I see this theorem in several places
Let F be a field and $f(x)\in F[x]$ have degree $n\geq2$.Let $E/F$ be a splitting field of $f(x)$. Then $[E:F]$ divides $n!$
The proof involves some induction. It assumes the $\alpha$ is a root of $f(x)$, and so we can form the extension $F(\alpha)\cong F[x]/ \langle f(x) \rangle$. Then it is stated that we can factor $f(x)=(x-\alpha)g(x)$ with $g(x)\in F(\alpha)$.
I can't see why $g(x)\in F(\alpha)$ is true. Can you help me with that?

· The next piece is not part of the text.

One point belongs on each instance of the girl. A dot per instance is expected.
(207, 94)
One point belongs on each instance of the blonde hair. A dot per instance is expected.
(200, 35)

[Edit: Copied from an answer accidentally posted by the same (?) user. JL]
Let me give an example:
Suppose $F=\mathbb{Q}$ and that we have $f(x)=x^3-3$. then $f(x)$ can be decomposed as $f(x)=(x-\sqrt[3]{3})(x^2+\sqrt[3]{3}+(\sqrt[3]{3})^2)$
And so we have $g(x)=x^2+\sqrt[3]{3}+(\sqrt[3]{3})^2$
If we denote $E=F(\sqrt[3]{3})$ then we have $g(x)\in E[x]$
The claim is that $g(x)\in E[x]$ is always true. I just can't see why this is generally true
If $\alpha$ is a root of any polynomial $f(x)$ then $x-\alpha$ divides $f(x)$.
The reason for that is that we can use the "euclidean division algorithm" to express $f(x) = Q(x)(x-\alpha) + R(x)$ for some polynomials $Q,R$, with $R$ having degree smaller than the divisor $x-\alpha$.
That means that $R(x)$ is a constant $R(x) = c$. Now using the fact $\alpha$ is a root we find that $0 = Q(\alpha)(\alpha-\alpha) + c$ forces $c = 0$ which proves that $x-\alpha$ divides $f(x)$.